Tuesday, November 7, 2017

On this day in 1811 the Battle of Tippecanoe was fought between American forces led by Governor William Henry Harrison of the Indiana Territory and Native American warriors associated with the Shawnee leader Tecumseh.




Tecumseh and his brother Tenskwatawa (commonly known as "The Prophet") were leaders of a confederacy of Native Americans from various tribes that opposed US expansion into Native territory. As tensions and violence increased, Governor Harrison marched with an army of about 1,000 men, from Vincennes, to disperse the confederacy's headquarters at Prophetstown, near the confluence of the Tippecanoe and Wabash rivers.
Tecumseh, not yet ready to oppose the United States by force, was away recruiting allies when Harrison's army arrived. He had warned Tenskwatawa (a spiritual leader) not to engage the American forces until the confederation was strong and completely unified.

Tecumseh and Tenskwatawa
As Harrison's forces approached Prophetstown late on November 6, they were met by one of Tenskwatawa's followers waving a white flag. He carried a message from Tenskwatawa, requesting a ceasefire until the next day when the two sides could hold a peaceful meeting. Harrison agreed to a meeting, but was wary of Tenskwatawa's overture.
Harrison warned his men of the possible treachery by the Prophet. The troops were placed in a quadrangular formation; each man was to sleep fully clothed. Fires were lit to combat the cold, rainy night, and a large detail was assigned to sentinel the outposts.

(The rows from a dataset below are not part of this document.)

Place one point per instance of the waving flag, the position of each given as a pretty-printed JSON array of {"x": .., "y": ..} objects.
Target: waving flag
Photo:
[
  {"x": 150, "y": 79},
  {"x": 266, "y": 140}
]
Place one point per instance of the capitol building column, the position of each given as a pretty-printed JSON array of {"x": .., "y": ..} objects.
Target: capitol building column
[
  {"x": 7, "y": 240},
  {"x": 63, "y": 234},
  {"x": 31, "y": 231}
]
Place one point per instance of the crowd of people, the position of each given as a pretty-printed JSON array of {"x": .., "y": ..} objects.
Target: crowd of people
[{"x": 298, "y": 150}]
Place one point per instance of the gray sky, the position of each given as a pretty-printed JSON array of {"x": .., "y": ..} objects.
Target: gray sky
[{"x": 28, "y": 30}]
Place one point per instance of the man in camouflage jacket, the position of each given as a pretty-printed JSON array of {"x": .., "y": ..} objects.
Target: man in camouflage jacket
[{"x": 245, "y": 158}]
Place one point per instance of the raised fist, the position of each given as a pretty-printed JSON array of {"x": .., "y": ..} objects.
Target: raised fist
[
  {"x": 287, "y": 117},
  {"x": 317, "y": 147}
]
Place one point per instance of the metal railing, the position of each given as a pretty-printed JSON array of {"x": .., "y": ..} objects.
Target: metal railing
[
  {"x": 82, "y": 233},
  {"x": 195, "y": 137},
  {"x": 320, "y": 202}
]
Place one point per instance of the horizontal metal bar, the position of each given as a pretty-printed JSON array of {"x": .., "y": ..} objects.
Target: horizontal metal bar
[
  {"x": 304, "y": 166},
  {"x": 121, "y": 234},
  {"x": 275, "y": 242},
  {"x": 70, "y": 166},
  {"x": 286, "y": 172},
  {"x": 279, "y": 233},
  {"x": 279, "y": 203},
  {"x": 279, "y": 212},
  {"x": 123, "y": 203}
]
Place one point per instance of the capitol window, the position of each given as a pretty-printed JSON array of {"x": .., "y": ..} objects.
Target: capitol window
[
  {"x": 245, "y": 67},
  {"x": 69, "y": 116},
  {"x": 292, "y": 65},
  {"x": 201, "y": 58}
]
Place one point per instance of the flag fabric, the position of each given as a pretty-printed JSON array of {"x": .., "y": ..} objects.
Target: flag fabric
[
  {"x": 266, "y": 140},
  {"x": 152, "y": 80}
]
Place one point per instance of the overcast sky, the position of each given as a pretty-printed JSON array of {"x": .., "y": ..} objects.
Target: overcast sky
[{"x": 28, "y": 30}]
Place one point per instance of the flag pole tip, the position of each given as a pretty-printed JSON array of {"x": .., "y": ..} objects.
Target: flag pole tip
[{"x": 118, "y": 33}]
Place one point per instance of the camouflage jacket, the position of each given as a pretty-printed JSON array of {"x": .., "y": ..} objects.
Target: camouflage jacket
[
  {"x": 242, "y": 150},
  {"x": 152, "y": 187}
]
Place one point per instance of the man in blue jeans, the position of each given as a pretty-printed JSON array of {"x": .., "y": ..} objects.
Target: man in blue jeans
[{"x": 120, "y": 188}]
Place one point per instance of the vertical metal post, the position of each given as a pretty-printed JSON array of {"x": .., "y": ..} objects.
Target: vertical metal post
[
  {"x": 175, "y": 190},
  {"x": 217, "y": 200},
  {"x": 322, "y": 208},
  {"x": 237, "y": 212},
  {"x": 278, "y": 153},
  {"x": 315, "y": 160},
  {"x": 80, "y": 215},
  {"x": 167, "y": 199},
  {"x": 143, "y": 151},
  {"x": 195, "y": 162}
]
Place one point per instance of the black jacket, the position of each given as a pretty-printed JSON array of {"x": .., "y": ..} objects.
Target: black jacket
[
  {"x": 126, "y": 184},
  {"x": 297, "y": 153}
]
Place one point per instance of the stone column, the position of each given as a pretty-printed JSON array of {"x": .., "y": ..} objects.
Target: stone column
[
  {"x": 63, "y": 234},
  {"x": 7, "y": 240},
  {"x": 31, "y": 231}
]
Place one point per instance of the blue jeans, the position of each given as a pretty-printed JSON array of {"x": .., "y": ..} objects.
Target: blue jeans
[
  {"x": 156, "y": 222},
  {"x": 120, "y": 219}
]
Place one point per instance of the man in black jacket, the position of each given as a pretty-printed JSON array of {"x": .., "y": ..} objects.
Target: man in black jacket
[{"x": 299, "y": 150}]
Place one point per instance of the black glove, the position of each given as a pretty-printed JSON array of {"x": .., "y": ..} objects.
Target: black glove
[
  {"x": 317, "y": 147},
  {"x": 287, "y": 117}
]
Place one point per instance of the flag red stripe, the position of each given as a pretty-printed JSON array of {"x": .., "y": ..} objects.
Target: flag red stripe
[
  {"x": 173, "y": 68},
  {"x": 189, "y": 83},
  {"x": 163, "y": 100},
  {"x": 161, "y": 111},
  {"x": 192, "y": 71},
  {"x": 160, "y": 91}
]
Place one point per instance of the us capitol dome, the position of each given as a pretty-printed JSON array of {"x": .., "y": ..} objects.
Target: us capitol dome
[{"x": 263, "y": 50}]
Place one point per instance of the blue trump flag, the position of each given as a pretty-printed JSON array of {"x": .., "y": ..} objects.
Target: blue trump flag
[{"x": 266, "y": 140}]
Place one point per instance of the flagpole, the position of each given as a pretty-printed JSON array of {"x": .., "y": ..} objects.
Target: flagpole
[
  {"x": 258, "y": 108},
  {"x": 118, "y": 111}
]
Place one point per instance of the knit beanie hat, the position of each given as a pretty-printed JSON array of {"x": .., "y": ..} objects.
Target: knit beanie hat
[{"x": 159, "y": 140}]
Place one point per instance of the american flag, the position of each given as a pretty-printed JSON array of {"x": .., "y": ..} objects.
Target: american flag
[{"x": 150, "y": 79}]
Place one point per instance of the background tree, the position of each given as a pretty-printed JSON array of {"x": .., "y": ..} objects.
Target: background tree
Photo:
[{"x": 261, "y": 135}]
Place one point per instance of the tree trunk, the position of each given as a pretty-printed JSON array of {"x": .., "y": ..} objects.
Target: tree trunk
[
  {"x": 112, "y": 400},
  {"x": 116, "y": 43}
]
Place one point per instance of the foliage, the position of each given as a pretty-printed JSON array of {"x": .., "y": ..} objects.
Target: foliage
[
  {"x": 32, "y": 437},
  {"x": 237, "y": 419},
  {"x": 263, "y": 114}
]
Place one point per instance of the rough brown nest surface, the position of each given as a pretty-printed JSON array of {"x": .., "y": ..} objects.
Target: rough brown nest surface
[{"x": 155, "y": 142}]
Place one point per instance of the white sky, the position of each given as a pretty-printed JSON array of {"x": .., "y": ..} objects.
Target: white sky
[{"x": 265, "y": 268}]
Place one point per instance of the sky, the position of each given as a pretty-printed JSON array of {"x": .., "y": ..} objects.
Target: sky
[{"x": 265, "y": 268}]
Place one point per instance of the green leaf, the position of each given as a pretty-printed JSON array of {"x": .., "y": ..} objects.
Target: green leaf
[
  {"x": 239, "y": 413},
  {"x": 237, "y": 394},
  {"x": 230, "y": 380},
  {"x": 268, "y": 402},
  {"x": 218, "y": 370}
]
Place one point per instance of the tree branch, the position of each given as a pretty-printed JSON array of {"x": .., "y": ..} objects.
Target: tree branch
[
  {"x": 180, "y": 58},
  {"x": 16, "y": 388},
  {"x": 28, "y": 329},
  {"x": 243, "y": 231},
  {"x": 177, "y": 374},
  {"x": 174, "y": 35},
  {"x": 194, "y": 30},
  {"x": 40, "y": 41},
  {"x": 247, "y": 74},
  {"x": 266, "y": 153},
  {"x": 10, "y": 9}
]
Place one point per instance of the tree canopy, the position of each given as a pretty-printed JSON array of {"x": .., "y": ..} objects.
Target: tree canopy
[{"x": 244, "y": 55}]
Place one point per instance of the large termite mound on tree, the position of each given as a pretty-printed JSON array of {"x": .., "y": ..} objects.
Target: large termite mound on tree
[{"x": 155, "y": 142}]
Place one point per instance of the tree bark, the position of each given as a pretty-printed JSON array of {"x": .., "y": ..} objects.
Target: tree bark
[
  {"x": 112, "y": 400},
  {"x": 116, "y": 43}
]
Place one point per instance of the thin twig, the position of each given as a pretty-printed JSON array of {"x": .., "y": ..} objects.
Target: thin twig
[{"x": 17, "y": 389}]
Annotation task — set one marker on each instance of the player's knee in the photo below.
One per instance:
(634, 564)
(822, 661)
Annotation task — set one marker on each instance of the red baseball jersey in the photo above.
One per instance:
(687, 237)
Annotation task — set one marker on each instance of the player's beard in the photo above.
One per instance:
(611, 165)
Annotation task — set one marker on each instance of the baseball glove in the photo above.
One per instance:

Although Tecumseh had warned his brother not to attack the white men, the incensed Prophet lashed his men with a fiery oratory. Claiming the white man's bullets could not harm them.
Early the next morning warriors from Prophetstown attacked Harrison's army. Although the outnumbered attackers took Harrison's army by surprise, Harrison and his men stood their ground. After two hours of intense combat the native warriors retreated. Angered by his deceit, the weary warriors stripped the Prophet of his power and threatened to kill him. Taking care of their dead and wounded, the demoralized Indians left Prophet's Town, abandoning most of their food and belongings.

Of Harrison’s men, thirty-seven were killed, twenty-five others were to die of injuries, and over 126 were wounded, the Indian casualties were unknown, estimated 50–65 killed 70–80 wounded.
Harrison, expecting Tecumseh to return with a large band of Indians, fortified his camp soon after the battle. When Harrison's men arrived at the village on November 8, they found it abandoned and proceeded to burn it to the ground. After burning the town, the army began their painful return to Vincennes.